Piyasalardaki hareketlenme beklentinin altında. Bunun en önemli sebebi “güven” unsuru. Geçtiğimiz aylarda güven endeksi olumlu yönde seyretse de piyasalarda güven henüz daha tam olarak oluşmuş değil. Dövizin beklenti dışında dalgalanacağı korkusu, enflasyon korkusu ve faizlerin yeniden yükseleceği korkusu henüz piyasada hâkimiyetini yitirmiş değil. Bunun yanında yatırımcıya sağlanan desteklerin yetersiz kalması da piyasalardaki beklenen ivmenin oluşmasını engelliyor. Örneğin daha önce KOSGEB kanalıyla açılan ve yatırımcılara yönelik desteklere (KOBİGEL vb.) 2019 yılında henüz rastlamadık. İstihdam konusunda güzel destekler sağlansa da yeterli istihdam oranına ulaşamadık. Kadınlara ve gençlere sağlanan desteklere rağmen hem kadınlarımızı hem de gençlerimizi girişimci yapamadık ve işletmeler kepenk kapatmaya devam etti.
Piyasalar uzun soluklu bir durgunluk geçirdi ve bu durgunluk bir miktar azalsa da devam ediyor. Bu durgunluk neticesinde yapılan bazı hamlelerle piyasalar hareketlenmiş olsa da yaranın kapanması uzunca bir zamana yayılacak gibi duruyor. Çalışan ücretlerine yapılan zamların enflasyonun altında kalmasının genel bir fakirleşmeye sebep olduğu da bir gerçek. Bütün bunları birleştirince ortaya çıkan tablo, piyasalar bu gün hareketlense bizim rahata kavuşmamız için en az 1 yıla daha ihtiyacımız var.

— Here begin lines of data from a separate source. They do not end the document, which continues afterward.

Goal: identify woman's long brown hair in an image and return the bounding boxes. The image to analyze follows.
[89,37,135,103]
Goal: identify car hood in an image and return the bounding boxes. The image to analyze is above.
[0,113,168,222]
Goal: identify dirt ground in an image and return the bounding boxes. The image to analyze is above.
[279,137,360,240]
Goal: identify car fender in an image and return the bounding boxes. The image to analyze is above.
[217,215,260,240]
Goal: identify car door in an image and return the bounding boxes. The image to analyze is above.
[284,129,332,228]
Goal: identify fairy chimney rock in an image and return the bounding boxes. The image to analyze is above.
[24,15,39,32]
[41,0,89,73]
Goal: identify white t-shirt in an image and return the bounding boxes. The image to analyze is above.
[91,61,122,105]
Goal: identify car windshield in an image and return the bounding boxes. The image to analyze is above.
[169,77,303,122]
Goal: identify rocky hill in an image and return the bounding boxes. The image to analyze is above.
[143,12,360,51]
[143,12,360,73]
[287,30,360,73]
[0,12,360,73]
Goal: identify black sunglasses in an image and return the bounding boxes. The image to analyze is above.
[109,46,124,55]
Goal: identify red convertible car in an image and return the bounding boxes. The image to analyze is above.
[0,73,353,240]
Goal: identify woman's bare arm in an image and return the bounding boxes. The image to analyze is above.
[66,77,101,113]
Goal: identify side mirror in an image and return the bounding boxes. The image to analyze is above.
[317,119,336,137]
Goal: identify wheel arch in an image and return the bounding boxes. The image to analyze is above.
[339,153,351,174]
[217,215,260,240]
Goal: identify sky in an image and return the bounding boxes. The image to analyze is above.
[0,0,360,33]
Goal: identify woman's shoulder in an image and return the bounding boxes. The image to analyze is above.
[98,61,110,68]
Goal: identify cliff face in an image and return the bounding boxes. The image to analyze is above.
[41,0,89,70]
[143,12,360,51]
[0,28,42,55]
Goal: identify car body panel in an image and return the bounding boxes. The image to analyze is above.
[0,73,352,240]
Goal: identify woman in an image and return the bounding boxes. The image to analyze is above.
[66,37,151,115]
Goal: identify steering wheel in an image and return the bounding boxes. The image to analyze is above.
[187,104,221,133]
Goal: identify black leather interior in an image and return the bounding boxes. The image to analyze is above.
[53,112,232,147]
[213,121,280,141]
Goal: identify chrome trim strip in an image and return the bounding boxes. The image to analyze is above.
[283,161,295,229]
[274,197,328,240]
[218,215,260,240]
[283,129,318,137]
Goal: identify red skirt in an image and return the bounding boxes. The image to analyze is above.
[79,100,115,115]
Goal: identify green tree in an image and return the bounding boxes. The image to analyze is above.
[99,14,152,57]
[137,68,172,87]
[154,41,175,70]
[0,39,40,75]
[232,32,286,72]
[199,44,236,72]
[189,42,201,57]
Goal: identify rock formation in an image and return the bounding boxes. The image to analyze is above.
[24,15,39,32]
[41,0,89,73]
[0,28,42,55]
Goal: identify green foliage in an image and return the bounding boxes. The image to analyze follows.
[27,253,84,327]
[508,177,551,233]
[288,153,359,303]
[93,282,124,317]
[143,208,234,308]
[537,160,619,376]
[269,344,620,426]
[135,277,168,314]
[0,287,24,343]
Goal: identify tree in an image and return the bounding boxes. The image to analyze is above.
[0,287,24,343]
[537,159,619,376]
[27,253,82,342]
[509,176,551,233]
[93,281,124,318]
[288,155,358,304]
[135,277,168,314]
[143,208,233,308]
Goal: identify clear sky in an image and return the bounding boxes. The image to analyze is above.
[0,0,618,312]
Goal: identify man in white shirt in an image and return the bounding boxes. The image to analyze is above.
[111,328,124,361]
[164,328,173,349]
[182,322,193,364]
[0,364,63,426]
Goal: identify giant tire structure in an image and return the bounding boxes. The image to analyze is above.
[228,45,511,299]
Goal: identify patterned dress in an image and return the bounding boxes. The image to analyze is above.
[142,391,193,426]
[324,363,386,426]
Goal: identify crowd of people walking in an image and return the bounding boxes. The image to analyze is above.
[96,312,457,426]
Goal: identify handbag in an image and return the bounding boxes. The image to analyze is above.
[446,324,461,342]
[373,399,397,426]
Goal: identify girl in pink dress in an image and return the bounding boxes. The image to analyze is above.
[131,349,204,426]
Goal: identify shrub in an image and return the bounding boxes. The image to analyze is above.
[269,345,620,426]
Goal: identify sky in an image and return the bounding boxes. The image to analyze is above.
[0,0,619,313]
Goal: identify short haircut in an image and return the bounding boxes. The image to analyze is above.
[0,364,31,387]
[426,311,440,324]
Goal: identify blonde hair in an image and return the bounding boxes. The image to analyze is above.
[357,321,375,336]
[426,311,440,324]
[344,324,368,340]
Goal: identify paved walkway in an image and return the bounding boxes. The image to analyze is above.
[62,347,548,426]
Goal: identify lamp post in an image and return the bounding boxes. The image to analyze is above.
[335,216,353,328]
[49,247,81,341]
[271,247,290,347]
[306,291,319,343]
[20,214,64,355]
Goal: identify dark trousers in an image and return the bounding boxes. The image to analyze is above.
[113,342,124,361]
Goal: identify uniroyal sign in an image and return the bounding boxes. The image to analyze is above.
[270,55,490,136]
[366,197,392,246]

Bununla birlikte faizlerin yeniden inmesi durumunda (beklentilerin tamamı bu yönde) hareketliliğin artacağını düşünüyorum. Yüksek faizle kredi satmakta zorlanan bankaların da bu süreçte daha aktif bir şekilde yer alarak piyasanın nakit ihtiyacını karşılayacağına inanıyorum. Konut satışları önemli bir gösterge. Uzun vadeli borçlanma eğilimi, piyasalara duyulan güvenin en önemli göstergeleri arasındadır. Geçtiğimiz ay enflasyon beklentinin altında kaldı. Bu şekilde devam ederse en iyi ihtimalle yüzde 15 seviyelerinde bir yıllık ortalama ile karşılaşacağız. Bu rakam bile oldukça yüksek. Enflasyonda çeşitli sebeplerle dönemsel ya da sektörel hareketlenmeler olabilir. Önemli olan, yıllık ortalamanın düşük kalması. Faizle mücadelenin bazı olumsuz etkileri olacaktır, bu kaçınılmaz fakat faizle mücadele de şart! Hep söylediğim gibi, bizlere uzun soluklu finansal politikalar lazım. Günü kurtarmak yarınımızı tehlikeye sokuyor.
Sağlıklı, huzurlu, bol kazançlı günler dilerim.